The three different SNPs evaluated in the present study are localized in different parts of the LOXL-1 gene. The rs3825942 and rs1048661 are nonsynonymous SNPs located in exon 1 [28], while rs2165241 is a non-coding SNP located in intron 1 [20]. The three SNPs were chosen based on previous studies [21,29,30]. According to Thorleifsson et al. [12], the linkage between these three SNPs is low to medium (r2 values ranging from 0.13–0.45 with possible values for r2 within the range 0–1). It is apparent that the three SNPs contribute with independent information, and it is valuable to include all of them in a study like the present one.

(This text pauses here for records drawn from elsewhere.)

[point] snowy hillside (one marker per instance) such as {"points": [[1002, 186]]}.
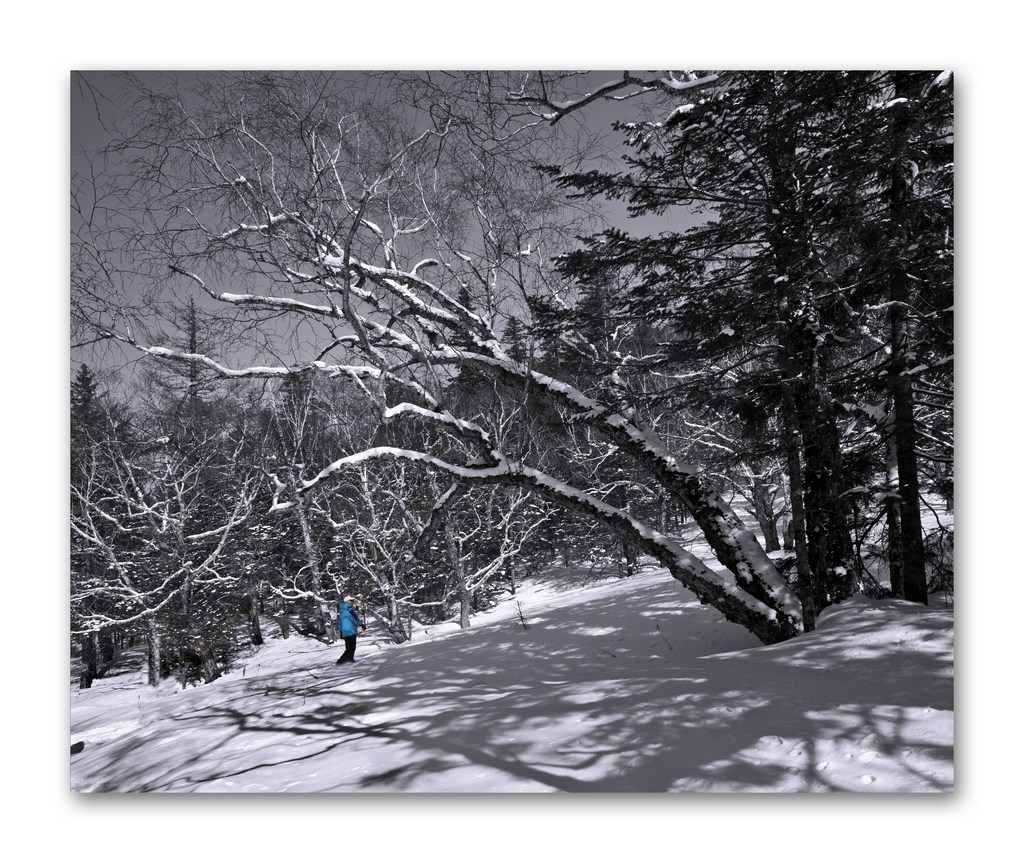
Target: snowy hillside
{"points": [[613, 685]]}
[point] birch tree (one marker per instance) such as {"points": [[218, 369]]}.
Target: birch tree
{"points": [[304, 215]]}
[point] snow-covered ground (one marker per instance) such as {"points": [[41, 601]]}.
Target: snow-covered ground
{"points": [[613, 686]]}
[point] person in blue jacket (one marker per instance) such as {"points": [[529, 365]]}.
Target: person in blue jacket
{"points": [[349, 623]]}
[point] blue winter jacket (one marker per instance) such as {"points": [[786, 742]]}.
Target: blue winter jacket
{"points": [[348, 619]]}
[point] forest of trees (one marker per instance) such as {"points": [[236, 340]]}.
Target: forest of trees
{"points": [[414, 336]]}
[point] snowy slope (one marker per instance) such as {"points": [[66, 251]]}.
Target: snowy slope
{"points": [[615, 685]]}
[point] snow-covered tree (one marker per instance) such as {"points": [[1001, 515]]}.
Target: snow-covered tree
{"points": [[303, 215]]}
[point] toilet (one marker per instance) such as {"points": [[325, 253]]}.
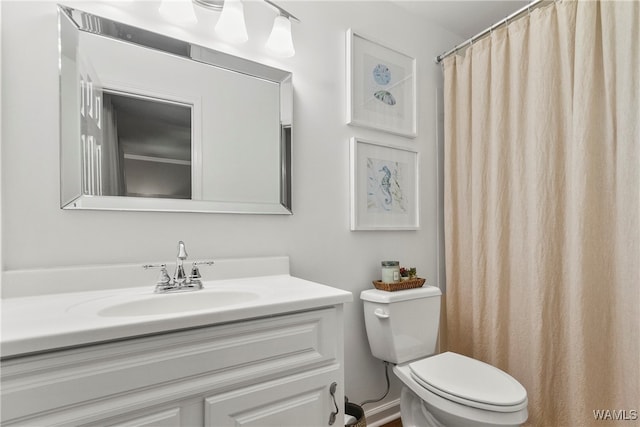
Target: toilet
{"points": [[446, 389]]}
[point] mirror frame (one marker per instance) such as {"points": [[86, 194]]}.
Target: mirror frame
{"points": [[71, 194]]}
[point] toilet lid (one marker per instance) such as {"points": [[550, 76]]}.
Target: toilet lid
{"points": [[468, 381]]}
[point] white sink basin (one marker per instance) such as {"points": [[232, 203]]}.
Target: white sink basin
{"points": [[171, 303]]}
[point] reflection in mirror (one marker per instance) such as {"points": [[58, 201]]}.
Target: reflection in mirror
{"points": [[145, 148], [153, 123]]}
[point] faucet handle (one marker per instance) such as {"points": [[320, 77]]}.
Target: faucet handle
{"points": [[164, 278], [195, 271]]}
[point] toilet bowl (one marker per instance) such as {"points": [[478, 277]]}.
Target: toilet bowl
{"points": [[446, 389]]}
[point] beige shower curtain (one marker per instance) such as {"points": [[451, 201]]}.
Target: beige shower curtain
{"points": [[542, 190]]}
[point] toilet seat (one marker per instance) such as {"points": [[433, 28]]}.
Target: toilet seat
{"points": [[469, 382]]}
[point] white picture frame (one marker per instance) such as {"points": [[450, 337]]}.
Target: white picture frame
{"points": [[384, 187], [381, 92]]}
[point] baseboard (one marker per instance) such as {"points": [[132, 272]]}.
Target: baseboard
{"points": [[383, 414]]}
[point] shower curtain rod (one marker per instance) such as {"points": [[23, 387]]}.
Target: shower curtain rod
{"points": [[533, 5]]}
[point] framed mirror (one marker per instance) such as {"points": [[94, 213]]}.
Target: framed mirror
{"points": [[152, 123]]}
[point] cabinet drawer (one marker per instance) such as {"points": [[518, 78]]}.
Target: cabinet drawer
{"points": [[123, 376], [294, 401]]}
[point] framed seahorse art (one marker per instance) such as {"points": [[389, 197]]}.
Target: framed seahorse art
{"points": [[384, 187]]}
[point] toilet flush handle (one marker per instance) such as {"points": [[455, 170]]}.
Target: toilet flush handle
{"points": [[381, 314]]}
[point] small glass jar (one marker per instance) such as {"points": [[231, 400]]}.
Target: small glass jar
{"points": [[390, 271]]}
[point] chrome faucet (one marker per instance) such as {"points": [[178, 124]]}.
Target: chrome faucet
{"points": [[179, 278], [180, 281]]}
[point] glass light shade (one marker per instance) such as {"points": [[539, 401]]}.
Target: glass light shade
{"points": [[178, 11], [230, 25], [280, 41]]}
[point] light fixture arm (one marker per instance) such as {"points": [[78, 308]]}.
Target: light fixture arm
{"points": [[282, 11], [216, 5]]}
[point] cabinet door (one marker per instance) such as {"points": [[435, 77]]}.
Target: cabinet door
{"points": [[296, 401], [168, 418]]}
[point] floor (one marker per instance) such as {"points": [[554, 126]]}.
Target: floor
{"points": [[395, 423]]}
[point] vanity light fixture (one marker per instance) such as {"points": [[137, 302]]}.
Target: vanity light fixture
{"points": [[280, 41], [231, 25], [178, 10]]}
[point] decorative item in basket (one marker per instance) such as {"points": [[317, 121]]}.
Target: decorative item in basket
{"points": [[399, 286]]}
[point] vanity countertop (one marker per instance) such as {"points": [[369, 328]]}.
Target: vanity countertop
{"points": [[46, 322]]}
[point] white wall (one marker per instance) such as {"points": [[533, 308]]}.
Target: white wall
{"points": [[36, 233]]}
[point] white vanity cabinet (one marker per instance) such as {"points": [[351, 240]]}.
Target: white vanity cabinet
{"points": [[271, 371]]}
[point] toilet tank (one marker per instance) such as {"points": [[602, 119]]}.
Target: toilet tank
{"points": [[402, 325]]}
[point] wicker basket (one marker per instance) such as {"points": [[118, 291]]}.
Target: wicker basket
{"points": [[399, 286]]}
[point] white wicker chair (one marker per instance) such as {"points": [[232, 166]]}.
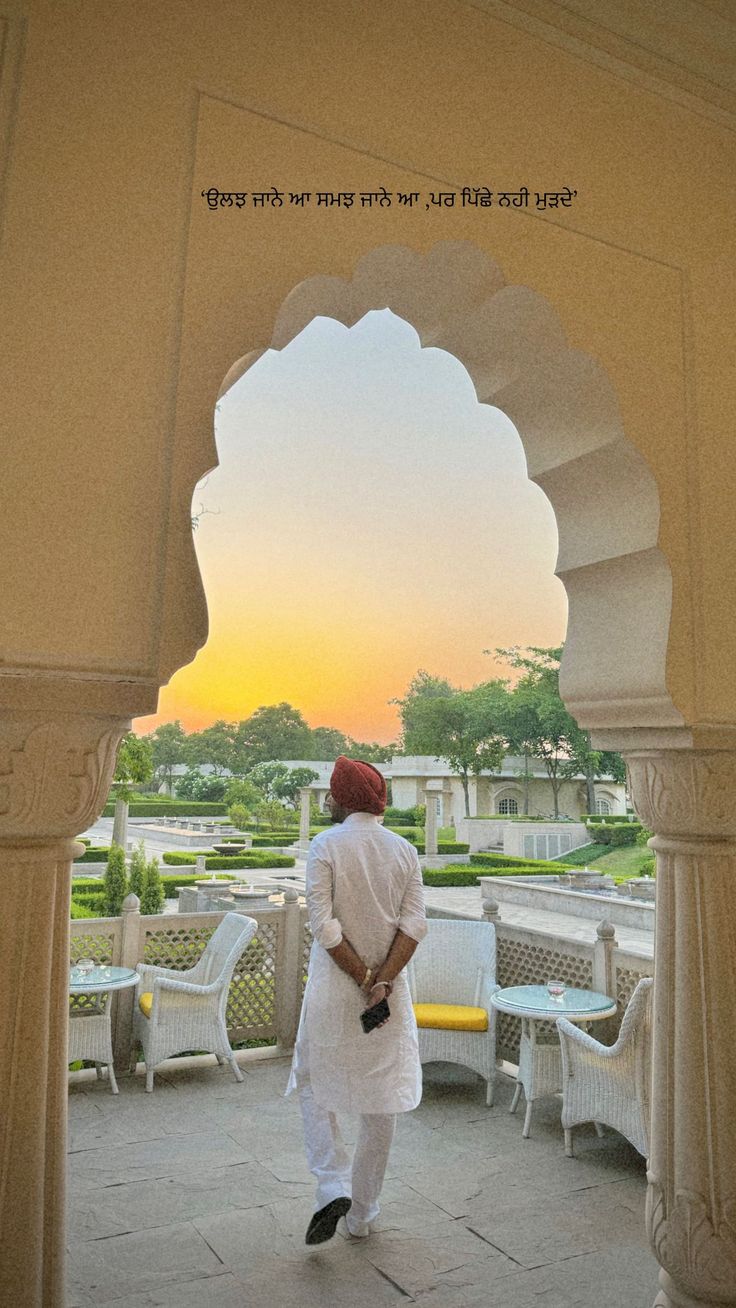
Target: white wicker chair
{"points": [[609, 1083], [455, 964], [187, 1010]]}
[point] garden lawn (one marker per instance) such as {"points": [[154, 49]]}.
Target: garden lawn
{"points": [[624, 862]]}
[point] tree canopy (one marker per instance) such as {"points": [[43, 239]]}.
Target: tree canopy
{"points": [[463, 726]]}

The present study has some limitations. One limitation is how suspected glaucoma subjects were excluded from the control group. The exclusion was based upon self-reported disease. Therefore, it is possible that some of the controls had yet undiagnosed glaucoma and were incorrectly included as controls. However, the large number of controls included may alleviate a possible effect of the procedure used for excluding glaucoma cases from the control group.

Another limitation of the study is that all included controls and patients were ethnically Swedish or Finnish. Results coming from the present study may therefore not be applied to other populations. In addition, the number of cases and controls included was relatively small, considering the sample size often used in GWAS. However, the phenotype was very well defined, and the effect sizes of the identified associations were similar to those reported in a previous GWAS [12]. Another limitation is that additional genes/SNPs of potential importance for glaucoma were not considered in this study.

5. Conclusions

In conclusion, the present study, using modern genetic techniques and a defined phenotype, confirms previous studies’ results. The study showed a strong association between the SNPs LOXL1_rs3825942, LOXL1_rs2165241 LOXL1_rs1048661, and the development of exfoliation glaucoma in a Swedish population located in Southwestern Sweden.